Saturday, January 31, 2009
By Philip Cairns
Copyright 2009 by Philip Cairns
The plump English man looked at me
And boomed in a smug, superior voice,
“I’m a little bit homophobic,”
As if he were proud of the fact.
I was shocked and angry but attempted to make light
Of his disgusting, appalling bigotry.
Other people heard his putrid words but no one came to my defence
Or even attempted to shoot down his slurs.
There were jeers in his voice,
During the rest of our conversation.
It seemed obvious that he thought I was shit
And that he was vastly superior to me.
What if I were black and he’d said,
“I’m a little bit of a racist”?
Surely that would not have been socially acceptable behaviour
In enlightened, polite company.
We were in a room full of poets.
The stereotype of a poet is that we are lazy, indolent drug addicts and alcoholics
Who want to party all night and sleep all day
And occasionally write epic poems.
Is this an accurate depiction of the life of a typical bard?

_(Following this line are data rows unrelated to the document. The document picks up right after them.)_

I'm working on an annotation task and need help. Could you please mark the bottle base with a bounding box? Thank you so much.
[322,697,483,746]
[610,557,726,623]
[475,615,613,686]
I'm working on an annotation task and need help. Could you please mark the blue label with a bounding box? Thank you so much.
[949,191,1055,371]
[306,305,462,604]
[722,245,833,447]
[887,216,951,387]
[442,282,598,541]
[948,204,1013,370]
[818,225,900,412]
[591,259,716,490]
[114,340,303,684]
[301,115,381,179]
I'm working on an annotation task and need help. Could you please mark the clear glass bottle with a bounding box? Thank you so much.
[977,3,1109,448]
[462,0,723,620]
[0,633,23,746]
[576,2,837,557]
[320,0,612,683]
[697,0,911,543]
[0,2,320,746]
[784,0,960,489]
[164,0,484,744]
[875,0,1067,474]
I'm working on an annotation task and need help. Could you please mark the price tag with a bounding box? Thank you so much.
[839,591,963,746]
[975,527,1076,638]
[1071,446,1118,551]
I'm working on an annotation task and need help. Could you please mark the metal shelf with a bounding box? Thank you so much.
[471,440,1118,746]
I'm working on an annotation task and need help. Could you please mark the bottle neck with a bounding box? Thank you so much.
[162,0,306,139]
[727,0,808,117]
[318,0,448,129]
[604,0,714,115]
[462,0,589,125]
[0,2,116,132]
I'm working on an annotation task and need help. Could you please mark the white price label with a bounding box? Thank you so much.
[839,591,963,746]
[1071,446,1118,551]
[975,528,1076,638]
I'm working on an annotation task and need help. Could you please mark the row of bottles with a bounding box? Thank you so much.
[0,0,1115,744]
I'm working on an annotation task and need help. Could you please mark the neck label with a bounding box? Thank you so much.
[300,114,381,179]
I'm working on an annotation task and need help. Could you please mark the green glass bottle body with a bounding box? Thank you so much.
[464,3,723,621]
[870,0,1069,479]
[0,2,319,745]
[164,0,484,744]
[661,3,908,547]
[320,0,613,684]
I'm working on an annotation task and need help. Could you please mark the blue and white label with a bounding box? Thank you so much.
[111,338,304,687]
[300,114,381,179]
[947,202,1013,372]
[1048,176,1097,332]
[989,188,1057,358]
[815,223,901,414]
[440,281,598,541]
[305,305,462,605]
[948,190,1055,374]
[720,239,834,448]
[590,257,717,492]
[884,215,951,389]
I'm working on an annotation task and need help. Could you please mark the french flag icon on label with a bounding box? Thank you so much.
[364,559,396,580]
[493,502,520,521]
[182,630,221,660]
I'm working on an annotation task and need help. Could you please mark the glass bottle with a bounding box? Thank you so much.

The answer is that we come in all shapes and sizes
And live many different lifestyles.
William Carlos Williams comes to mind.
He wrote poems on prescription pads
Between visits from his medical patients.
We all have our prejudices.
I am one-quarter English
And have to admit that I am not fond of English men.
Many of them are macho bigots
But this, too, is a stereotype.
I’m not proud of this bias of mine
And continually fight against it,
Yet that homophobic writer certainly lives up to this image.
My English uncle, who was a bit of a macho bigot,
Once said to me, as we were driving in a car,
“Real men use a stick shift. They don’t drive an automatic.”
I thought it was one of the most asinine things I’d ever heard.
I imagined poets to be open-minded people
With their fingers on the pulse of the world.
Words of wisdom flow from their pens
And they love all humankind.
Now, what if I were a celibate homosexual
Who never engaged in sexual activity?
Would this zealot still despise me
Because of what I stand for?
I still remember the sneer in his voice
As he kept on interrupting me.
It seemed that my words were totally unimportant to him.
The look of contempt on his face!
I don’t buy bigotry and intolerance of any kind,
Either mine or that of other people.
I had to fight the urge to hit him over the heard
With a baseball bat and tell him he was a piece of shit.
We’re all just human beings fighting to survive
On this treacherous planet full of land mines and spilled blood.
If this ugly little man thinks that what I do in bed is disgusting
Then I have to surmise that his own sex life must be pretty boring,
With the missionary position being his #1 favourite.
After all, in the pitch black of the bedroom,
It could be a man, a woman or a succubus giving you a blow-job
And you couldn’t tell the difference.